Под комментарии «не пропадать же добру!» Долгуновская и Подосенков допили остававшийся в бутылке коньяк. Мар кузин, помогавший Анне разбирать со стола (Куюкина мыла ту посуду, которую нельзя было выбросить), посмотрел на враз обмякшую сладкую парочку и сказал:
— Надо обеспечить репатриацию останков.
— Надо, — согласилась Анна.
Когда-то давно Анна тогда еще не была доцентом — перебравшие оставались ночевать на кафедре. Для таких случаев в шкафу, что стоял в ассистентской, даже имелись подушки с одеялами. Постельное белье одалживалось по-родственному в пульмонологии, если, конечно, остающиеся ночевать были способны сходить за ним и, вообще, заморачивались такими изысками.
Потом случилось чепе. Линейный контроль департамента здравоохранения, нагрянувший с проверкой около полуночи (вот уж поистине недремлющее око!) «накрыл» в ординаторской второй терапии двух врачей этого отделения, находившихся в том состоянии, которое реаниматологи называют «spirans cadaver» — «дышащий труп». Стойкое спиртовое амбре, пропитавшее ординаторскую, не позволяло списать беспробудное состояние на великую рабочую усталость. Контролеры (их было двое) пригласили ответственного дежурного врача по больнице, заведующего кардиологическим отделением Большакова, который, разумеется, не смог дать никаких объяснений, потому что о пьянках-гулянках на рабочем месте ответственным дежурным сообщать не принято. Разве что только в случае приглашения присоединяться. Выслушав нелицеприятное, ответственный дежурный врач ушел исполнять свои непосредственные обязанности — организовывать работу по своевременному и качественному оказанию лечебно-профилактической помощи больным и соблюдению правил внутреннего трудового распорядка больницы. Линейный контроль продолжил исполнять свои. Нечистая сила (а кому же еще?) привела контролеров в отделение эндокринологии, где был обнаружен еще один «spirans cadaver», на сей раз не в ординаторской, и даже не в сестринской, а в процедурном кабинете. Пьяный доктор (пусть и в свободное от работы время) в ординаторской — это дисциплинарное нарушение. Пьяная медсестра в процедурном кабинете нарушает не только дисциплину, но и санитарно-эпидемиологический режим. А уж то, что медсестра находится на дежурстве и ей положено сидеть на посту, а не валяться в процедурке, только добавляло пикантности случившемуся.

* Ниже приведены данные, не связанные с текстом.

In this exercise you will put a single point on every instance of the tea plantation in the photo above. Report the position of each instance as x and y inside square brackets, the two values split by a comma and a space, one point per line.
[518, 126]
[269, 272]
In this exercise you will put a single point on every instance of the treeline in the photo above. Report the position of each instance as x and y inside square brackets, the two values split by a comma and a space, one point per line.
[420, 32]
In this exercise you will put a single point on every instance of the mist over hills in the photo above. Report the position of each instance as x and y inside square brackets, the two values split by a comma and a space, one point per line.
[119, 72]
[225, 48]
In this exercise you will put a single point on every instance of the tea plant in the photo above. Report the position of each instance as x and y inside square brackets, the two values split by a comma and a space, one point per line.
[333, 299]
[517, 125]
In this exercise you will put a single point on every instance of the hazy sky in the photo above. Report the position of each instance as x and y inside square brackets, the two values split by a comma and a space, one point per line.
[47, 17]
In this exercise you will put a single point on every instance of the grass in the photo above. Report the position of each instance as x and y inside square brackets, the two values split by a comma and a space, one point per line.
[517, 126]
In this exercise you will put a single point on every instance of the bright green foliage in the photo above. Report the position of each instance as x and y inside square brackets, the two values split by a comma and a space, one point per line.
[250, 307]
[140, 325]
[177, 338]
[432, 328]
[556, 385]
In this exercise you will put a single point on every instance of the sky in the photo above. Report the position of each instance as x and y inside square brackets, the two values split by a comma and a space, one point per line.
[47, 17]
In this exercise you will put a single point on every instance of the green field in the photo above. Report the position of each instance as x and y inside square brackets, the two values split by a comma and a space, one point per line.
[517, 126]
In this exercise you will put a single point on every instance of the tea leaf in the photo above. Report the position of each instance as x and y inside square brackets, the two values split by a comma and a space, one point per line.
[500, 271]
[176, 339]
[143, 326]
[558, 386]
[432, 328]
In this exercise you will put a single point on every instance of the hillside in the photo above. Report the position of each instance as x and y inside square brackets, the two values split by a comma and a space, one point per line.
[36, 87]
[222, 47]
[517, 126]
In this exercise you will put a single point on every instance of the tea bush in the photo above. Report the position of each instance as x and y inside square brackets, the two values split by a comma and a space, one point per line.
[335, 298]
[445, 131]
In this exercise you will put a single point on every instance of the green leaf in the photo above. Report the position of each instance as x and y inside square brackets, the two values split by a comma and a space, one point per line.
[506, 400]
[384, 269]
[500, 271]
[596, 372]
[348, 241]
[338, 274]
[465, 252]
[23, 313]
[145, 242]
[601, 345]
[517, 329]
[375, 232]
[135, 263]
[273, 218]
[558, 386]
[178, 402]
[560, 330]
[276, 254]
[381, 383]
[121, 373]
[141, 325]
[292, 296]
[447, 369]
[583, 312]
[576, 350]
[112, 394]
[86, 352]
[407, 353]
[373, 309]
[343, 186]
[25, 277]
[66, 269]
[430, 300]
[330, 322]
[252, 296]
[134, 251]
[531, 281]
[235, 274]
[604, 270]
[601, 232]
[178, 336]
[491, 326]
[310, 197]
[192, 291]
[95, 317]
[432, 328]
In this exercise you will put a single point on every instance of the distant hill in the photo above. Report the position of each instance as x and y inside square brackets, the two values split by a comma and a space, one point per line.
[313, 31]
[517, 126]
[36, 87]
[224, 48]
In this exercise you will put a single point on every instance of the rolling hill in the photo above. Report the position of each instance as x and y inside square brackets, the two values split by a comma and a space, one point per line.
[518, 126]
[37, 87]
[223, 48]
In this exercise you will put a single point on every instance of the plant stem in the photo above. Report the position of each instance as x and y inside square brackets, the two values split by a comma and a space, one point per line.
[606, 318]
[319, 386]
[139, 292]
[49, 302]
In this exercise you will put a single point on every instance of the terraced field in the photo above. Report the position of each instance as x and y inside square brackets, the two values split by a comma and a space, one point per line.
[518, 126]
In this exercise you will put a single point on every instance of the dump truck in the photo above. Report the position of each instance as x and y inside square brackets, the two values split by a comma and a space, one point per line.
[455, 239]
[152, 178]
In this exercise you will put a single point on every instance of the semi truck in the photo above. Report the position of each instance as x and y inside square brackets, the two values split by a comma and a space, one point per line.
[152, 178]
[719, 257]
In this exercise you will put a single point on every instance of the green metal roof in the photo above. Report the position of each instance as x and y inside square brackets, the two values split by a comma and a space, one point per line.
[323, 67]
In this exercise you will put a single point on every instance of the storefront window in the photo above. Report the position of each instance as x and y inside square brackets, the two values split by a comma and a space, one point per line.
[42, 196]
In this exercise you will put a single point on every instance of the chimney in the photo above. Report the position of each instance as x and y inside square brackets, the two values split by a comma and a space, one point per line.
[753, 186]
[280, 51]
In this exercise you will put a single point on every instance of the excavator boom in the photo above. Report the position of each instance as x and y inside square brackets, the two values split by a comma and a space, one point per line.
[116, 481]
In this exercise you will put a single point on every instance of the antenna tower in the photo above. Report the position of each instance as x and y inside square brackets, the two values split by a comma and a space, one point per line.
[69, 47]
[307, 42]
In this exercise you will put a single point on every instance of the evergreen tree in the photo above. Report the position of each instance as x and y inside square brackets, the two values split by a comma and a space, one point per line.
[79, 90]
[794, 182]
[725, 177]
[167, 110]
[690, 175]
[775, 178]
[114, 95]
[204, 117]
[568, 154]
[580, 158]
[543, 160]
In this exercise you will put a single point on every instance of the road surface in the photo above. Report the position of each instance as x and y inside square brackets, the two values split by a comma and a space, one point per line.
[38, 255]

Конечно же, на следующий день состоялся «разбор полетов». Медсестра, поскольку напилась на дежурстве, была уволена «по статье», то есть — в принудительном порядке. Строгие выговоры получили терапевты из второго отделения, чтобы впредь неповадно было напиваться и спать на работе, а за компанию с ними Большаков, чтобы поответственнее в другой раз дежурил, и заведующие «провинившимися» отделениями. Распустили, понимаешь, народ, так получайте. Под страхом немедленного и позорного увольнения («вылетите отсюда с таким треском, что вас ни в одном Мухосранске даже полы мыть не возьмут!») главный врач строго-настрого запретил своим подчиненным ночевать в больнице, если, конечно, они не дежурят. Что примечательно — насчет употребления алкоголя он не сказал ничего, понимал, что нельзя требовать от людей заведомо невыполнимого. Кафедрам, базировавшимся в больнице, главный врач приказывать не мог, поскольку они ему не подчинялись. Кафедральных сотрудников попросили «соблюдать» и «не подставлять».
Просьбы надо уважать, тем более, если они разумные. Тем более, если просит сам главный врач, от которого многое зависит. Выставить вон какую-нибудь из кафедр, ни один главный врач, разумеется, не в силах, не тот у него уровень, чтобы такие вопросы решать. Но вот перевести с этажа на этаж, отобрать одну учебную комнату или, скажем, дать две, это главный врач может. А еще он может приструнить заведующих отделениями, которые склонны считать, что кафедральные сотрудники со своими вечными студентами или курсантами мешают нормальной работе отделения. Ха-ха! Небось как понадобится застраховать себя от грядущих неприятностей, так сразу прибегают. Проконсультируйте… Напишите… Поддержите… По дружбе. А когда все хорошо — так и дружбе конец. До следующего геморроя.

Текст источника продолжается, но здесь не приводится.